BMCV / galaxy-image-analysis

Galaxy tools for image analysis
MIT License
14 stars 14 forks source link

adds tool for superdsm (without ray patches) #62

Closed kostrykin closed 1 year ago

kostrykin commented 1 year ago

FOR CONTRIBUTOR:


The error I get when running planemo test is the following:

Job in error state.. tool_id: ip_superdsm, exit_code: 1, stderr: 2023-06-21 00:18:53,303    INFO worker.py:1544 -- Started a local Ray instance. View the dashboard at 127.0.0.1:8265 
(raylet) [2023-06-21 00:19:01,791 E 1327542 1327573] (raylet) agent_manager.cc:135: The raylet exited immediately because the Ray agent failed. The raylet fate shares with the agent. This can happen because the Ray agent was unexpectedly killed or failed. Agent can fail when
(raylet) - The version of `grpcio` doesn't follow Ray's requirement. Agent can segfault with the incorrect `grpcio` version. Check the grpcio version `pip freeze | grep grpcio`.
(raylet) - The agent failed to start because of unexpected error or port conflict.

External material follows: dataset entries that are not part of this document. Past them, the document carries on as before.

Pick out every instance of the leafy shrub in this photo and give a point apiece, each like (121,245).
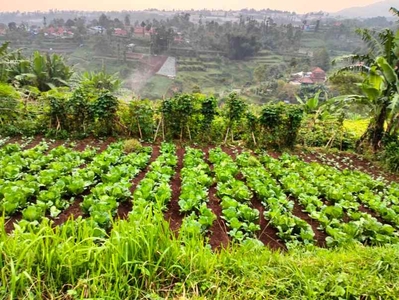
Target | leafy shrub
(326,134)
(132,145)
(390,154)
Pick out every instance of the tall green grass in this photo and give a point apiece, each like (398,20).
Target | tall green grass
(141,258)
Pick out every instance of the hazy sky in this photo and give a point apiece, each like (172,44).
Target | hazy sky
(291,5)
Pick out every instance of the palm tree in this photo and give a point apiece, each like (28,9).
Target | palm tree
(381,85)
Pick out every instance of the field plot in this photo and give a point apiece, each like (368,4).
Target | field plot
(88,220)
(168,68)
(225,196)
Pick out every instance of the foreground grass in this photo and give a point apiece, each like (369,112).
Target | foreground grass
(141,258)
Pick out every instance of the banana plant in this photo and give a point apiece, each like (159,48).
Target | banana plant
(381,85)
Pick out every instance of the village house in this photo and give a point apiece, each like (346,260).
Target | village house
(57,32)
(139,31)
(316,76)
(120,32)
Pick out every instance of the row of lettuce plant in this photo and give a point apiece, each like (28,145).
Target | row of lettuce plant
(154,189)
(20,194)
(196,180)
(278,208)
(109,176)
(4,140)
(313,183)
(240,217)
(15,163)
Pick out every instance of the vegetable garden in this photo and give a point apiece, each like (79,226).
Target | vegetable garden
(302,203)
(149,216)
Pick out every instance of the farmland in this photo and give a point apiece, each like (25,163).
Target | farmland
(170,220)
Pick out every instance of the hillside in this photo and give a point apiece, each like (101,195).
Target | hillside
(369,11)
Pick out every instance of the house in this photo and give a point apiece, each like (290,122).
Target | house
(58,32)
(120,32)
(96,30)
(316,76)
(139,31)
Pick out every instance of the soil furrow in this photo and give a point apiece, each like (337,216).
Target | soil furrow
(173,212)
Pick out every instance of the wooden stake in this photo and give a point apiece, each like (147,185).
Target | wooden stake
(181,134)
(163,127)
(189,132)
(156,132)
(227,134)
(253,137)
(138,124)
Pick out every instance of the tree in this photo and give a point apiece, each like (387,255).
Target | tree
(104,21)
(127,20)
(12,26)
(241,45)
(381,85)
(346,83)
(321,59)
(264,72)
(97,81)
(42,71)
(143,26)
(69,23)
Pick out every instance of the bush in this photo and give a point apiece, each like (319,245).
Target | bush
(132,145)
(390,154)
(326,134)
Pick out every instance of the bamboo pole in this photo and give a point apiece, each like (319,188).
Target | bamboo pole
(156,132)
(227,135)
(253,137)
(189,132)
(138,124)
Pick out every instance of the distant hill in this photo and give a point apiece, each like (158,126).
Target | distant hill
(369,11)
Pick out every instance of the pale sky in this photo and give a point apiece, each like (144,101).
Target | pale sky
(299,6)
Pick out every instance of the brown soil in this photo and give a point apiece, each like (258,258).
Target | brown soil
(125,207)
(267,234)
(369,211)
(358,163)
(36,141)
(173,212)
(72,212)
(320,236)
(218,238)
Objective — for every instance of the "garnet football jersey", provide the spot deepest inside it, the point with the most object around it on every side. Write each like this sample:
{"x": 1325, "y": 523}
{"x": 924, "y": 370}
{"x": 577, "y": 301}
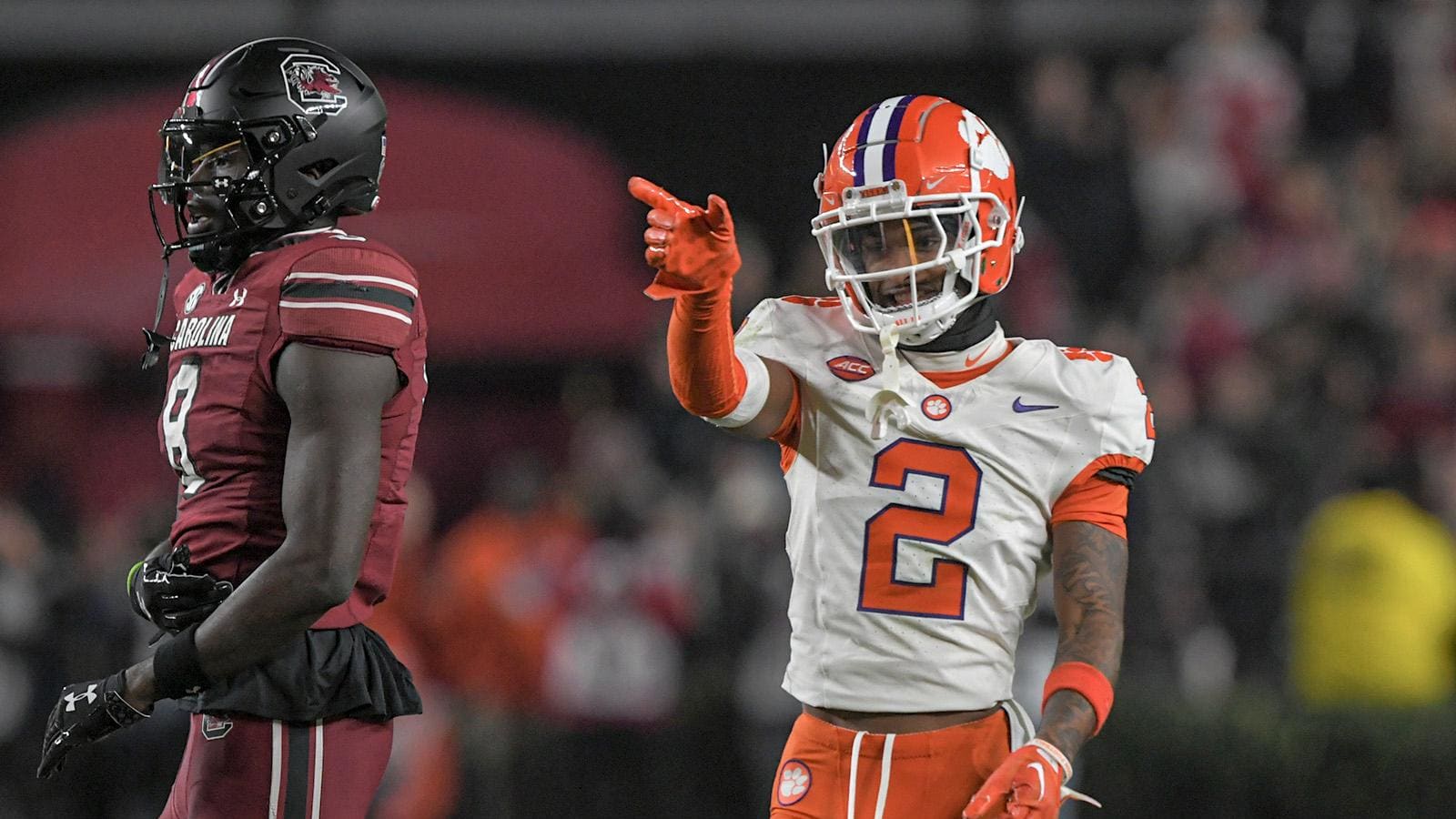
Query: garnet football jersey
{"x": 225, "y": 428}
{"x": 916, "y": 555}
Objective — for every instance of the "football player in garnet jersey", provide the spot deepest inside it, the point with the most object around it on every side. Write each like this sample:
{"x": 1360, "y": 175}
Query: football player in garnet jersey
{"x": 296, "y": 380}
{"x": 935, "y": 465}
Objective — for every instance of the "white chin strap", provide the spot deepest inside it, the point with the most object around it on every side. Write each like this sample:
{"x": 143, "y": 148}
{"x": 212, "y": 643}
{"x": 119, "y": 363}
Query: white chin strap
{"x": 887, "y": 407}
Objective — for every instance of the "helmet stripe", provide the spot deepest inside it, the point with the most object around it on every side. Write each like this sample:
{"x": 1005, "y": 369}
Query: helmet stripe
{"x": 859, "y": 146}
{"x": 893, "y": 136}
{"x": 873, "y": 138}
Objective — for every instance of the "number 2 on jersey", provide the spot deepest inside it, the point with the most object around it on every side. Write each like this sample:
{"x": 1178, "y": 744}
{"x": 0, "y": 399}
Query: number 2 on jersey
{"x": 944, "y": 595}
{"x": 181, "y": 394}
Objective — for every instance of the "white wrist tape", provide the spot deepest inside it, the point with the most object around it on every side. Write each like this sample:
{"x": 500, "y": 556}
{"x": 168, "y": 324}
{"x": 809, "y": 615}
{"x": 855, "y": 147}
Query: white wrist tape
{"x": 754, "y": 394}
{"x": 1055, "y": 755}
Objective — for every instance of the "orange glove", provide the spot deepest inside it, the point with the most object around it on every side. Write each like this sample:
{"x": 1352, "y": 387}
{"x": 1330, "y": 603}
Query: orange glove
{"x": 693, "y": 249}
{"x": 1026, "y": 785}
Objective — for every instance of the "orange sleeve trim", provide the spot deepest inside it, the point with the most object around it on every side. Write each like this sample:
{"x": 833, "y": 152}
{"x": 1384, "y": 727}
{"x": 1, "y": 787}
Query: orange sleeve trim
{"x": 1096, "y": 501}
{"x": 1085, "y": 680}
{"x": 956, "y": 378}
{"x": 706, "y": 376}
{"x": 788, "y": 433}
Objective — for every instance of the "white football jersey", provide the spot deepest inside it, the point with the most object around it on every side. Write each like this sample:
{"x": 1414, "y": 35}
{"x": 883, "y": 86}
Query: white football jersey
{"x": 916, "y": 555}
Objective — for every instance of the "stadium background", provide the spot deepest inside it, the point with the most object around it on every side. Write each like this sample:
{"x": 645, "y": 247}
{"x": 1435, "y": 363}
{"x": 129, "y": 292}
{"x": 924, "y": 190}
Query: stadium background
{"x": 1256, "y": 203}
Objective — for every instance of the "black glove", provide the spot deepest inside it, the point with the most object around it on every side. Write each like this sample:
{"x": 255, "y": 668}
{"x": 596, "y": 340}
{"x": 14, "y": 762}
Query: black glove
{"x": 167, "y": 592}
{"x": 85, "y": 713}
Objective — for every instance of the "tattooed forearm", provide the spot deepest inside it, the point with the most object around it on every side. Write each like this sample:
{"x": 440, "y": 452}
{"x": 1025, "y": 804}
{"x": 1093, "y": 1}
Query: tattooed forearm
{"x": 1089, "y": 574}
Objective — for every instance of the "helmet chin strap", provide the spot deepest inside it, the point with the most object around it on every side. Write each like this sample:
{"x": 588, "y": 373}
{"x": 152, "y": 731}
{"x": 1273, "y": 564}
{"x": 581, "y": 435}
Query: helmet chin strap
{"x": 887, "y": 407}
{"x": 970, "y": 327}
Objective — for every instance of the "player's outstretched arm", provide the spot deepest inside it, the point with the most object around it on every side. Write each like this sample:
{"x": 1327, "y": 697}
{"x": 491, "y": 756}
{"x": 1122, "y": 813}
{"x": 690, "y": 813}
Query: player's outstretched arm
{"x": 331, "y": 479}
{"x": 695, "y": 254}
{"x": 1089, "y": 576}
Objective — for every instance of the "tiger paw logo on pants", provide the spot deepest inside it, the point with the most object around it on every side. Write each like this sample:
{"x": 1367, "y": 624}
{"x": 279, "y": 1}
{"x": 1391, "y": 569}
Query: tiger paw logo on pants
{"x": 794, "y": 782}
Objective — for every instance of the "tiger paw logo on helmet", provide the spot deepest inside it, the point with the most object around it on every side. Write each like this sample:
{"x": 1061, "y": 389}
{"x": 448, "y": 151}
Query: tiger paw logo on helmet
{"x": 919, "y": 216}
{"x": 313, "y": 84}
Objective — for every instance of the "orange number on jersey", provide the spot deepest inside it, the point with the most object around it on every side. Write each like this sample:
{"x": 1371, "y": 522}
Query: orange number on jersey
{"x": 944, "y": 595}
{"x": 1084, "y": 354}
{"x": 1148, "y": 419}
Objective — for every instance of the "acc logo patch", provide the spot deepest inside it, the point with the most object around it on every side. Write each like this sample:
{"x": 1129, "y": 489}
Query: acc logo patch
{"x": 851, "y": 368}
{"x": 935, "y": 407}
{"x": 794, "y": 782}
{"x": 313, "y": 84}
{"x": 193, "y": 298}
{"x": 216, "y": 727}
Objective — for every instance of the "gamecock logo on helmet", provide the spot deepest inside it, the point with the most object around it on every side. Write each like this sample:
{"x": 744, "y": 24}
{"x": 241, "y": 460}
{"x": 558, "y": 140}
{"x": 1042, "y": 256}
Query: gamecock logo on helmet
{"x": 313, "y": 85}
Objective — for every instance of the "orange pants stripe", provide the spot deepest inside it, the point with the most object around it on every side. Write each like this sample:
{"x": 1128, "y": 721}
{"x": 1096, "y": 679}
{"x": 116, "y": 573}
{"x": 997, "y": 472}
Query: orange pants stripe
{"x": 924, "y": 775}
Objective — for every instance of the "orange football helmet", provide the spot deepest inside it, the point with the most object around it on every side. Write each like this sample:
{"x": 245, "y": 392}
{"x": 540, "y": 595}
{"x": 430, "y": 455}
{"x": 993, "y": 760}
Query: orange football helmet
{"x": 916, "y": 186}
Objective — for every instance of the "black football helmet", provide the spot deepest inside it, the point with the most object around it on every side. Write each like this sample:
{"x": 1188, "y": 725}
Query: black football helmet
{"x": 305, "y": 131}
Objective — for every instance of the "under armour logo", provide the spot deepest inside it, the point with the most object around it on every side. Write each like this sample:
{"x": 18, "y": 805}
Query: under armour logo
{"x": 73, "y": 698}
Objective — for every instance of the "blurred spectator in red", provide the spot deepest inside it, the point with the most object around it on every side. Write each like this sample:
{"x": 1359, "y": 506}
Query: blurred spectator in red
{"x": 1241, "y": 99}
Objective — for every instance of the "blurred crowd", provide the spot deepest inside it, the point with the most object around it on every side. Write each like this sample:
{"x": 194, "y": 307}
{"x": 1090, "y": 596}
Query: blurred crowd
{"x": 1267, "y": 239}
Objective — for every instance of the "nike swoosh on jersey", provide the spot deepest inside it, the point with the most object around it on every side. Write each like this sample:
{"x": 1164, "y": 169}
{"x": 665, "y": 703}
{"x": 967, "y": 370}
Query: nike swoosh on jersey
{"x": 1021, "y": 407}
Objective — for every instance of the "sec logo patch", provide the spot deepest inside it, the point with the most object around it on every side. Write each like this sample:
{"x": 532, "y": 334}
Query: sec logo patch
{"x": 216, "y": 727}
{"x": 794, "y": 782}
{"x": 935, "y": 407}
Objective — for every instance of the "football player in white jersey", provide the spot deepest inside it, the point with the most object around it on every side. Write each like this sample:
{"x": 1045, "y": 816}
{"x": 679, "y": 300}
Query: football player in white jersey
{"x": 935, "y": 467}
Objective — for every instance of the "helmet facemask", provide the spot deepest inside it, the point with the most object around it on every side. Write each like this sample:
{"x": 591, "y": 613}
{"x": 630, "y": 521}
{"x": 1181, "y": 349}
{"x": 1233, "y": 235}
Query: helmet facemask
{"x": 223, "y": 169}
{"x": 907, "y": 263}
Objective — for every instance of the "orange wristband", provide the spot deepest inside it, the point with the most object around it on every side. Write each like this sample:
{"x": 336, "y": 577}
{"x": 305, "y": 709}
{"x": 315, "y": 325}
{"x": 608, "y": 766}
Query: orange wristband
{"x": 1084, "y": 680}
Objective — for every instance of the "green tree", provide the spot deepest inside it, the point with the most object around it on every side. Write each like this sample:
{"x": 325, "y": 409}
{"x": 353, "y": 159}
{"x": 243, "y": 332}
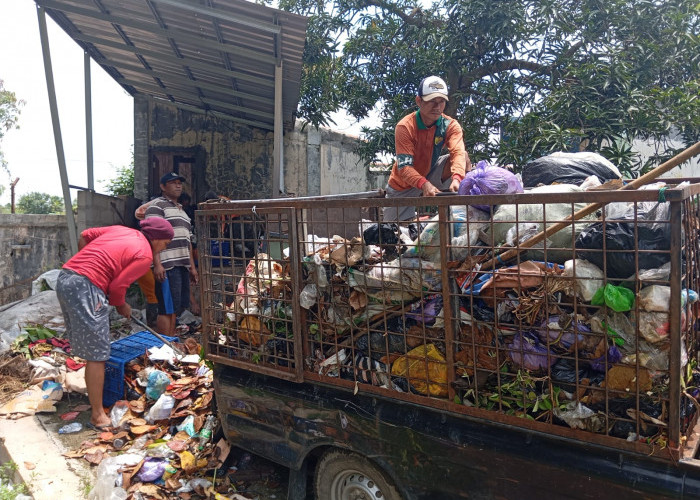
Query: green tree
{"x": 547, "y": 74}
{"x": 40, "y": 203}
{"x": 9, "y": 117}
{"x": 123, "y": 183}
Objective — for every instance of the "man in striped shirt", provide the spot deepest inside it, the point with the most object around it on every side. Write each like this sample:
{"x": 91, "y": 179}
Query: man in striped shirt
{"x": 420, "y": 137}
{"x": 173, "y": 267}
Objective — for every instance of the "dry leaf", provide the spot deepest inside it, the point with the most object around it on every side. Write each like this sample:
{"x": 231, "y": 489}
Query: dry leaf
{"x": 176, "y": 445}
{"x": 252, "y": 331}
{"x": 94, "y": 457}
{"x": 181, "y": 394}
{"x": 357, "y": 300}
{"x": 187, "y": 461}
{"x": 142, "y": 429}
{"x": 173, "y": 484}
{"x": 152, "y": 490}
{"x": 137, "y": 406}
{"x": 203, "y": 402}
{"x": 181, "y": 436}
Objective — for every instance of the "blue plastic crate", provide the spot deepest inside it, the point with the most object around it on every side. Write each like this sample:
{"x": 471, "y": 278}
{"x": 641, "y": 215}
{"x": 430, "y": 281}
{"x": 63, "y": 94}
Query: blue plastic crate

Read the log `cat /tmp/ray/session_latest/dashboard_agent.log`. You can find the log file structure here https://docs.ray.io/en/master/ray-observability/ray-logging.html#logging-directory-structure.
(raylet) - The agent is killed by the OS (e.g., out of memory).
Traceback (most recent call last):
  File "/home/void/Documents/galaxy-image-analysis/tools/superdsm/run-superdsm.py", line 41, in <module>
    data, cfg, _ = superdsm.automation.process_image(pipeline, cfg, img)
  File "/home/void/miniconda3/envs/mulled-v1-f473b96c9754fd351c3d4e956e80fa4d198ea0b04c54321dd7854a4fc50429b5/lib/python3.9/site-packages/superdsm/automation.py", line 117, in process_image
    return pipeline.process_image(g_raw, cfg=cfg, **kwargs)
  File "/home/void/miniconda3/envs/mulled-v1-f473b96c9754fd351c3d4e956e80fa4d198ea0b04c54321dd7854a4fc50429b5/lib/python3.9/site-packages/superdsm/pipeline.py", line 172, in process_image
    dt = stage(data, cfg, out=out, log_root_dir=log_root_dir)
  File "/home/void/miniconda3/envs/mulled-v1-f473b96c9754fd351c3d4e956e80fa4d198ea0b04c54321dd7854a4fc50429b5/lib/python3.9/site-packages/superdsm/pipeline.py", line 61, in __call__
    output_data = self.process(input_data, cfg=cfg, out=out, log_root_dir=log_root_dir)
  File "/home/void/miniconda3/envs/mulled-v1-f473b96c9754fd351c3d4e956e80fa4d198ea0b04c54321dd7854a4fc50429b5/lib/python3.9/site-packages/superdsm/c2freganal.py", line 148, in process
    y_id = ray.put(y)
  File "/home/void/miniconda3/envs/mulled-v1-f473b96c9754fd351c3d4e956e80fa4d198ea0b04c54321dd7854a4fc50429b5/lib/python3.9/site-packages/ray/_private/client_mode_hook.py", line 105, in wrapper
    return func(*args, **kwargs)
  File "/home/void/miniconda3/envs/mulled-v1-f473b96c9754fd351c3d4e956e80fa4d198ea0b04c54321dd7854a4fc50429b5/lib/python3.9/site-packages/ray/_private/worker.py", line 2452, in put
    object_ref = worker.put_object(value, owner_address=serialize_owner_address)
  File "/home/void/miniconda3/envs/mulled-v1-f473b96c9754fd351c3d4e956e80fa4d198ea0b04c54321dd7854a4fc50429b5/lib/python3.9/site-packages/ray/_private/worker.py", line 621, in put_object
    self.core_worker.put_serialized_object_and_increment_local_ref(
  File "python/ray/_raylet.pyx", line 1780, in ray._raylet.CoreWorker.put_serialized_object_and_increment_local_ref
  File "python/ray/_raylet.pyx", line 1669, in ray._raylet.CoreWorker._create_put_buffer
  File "python/ray/_raylet.pyx", line 209, in ray._raylet.check_status
ray.exceptions.RaySystemError: System error: Broken pipe

I suspect memory issues to be the cause due to the "The agent is killed by the OS (e.g., out of memory)" hint and since the error occurs when calling ray.put, which is supposed to allocate inter-process shared memory.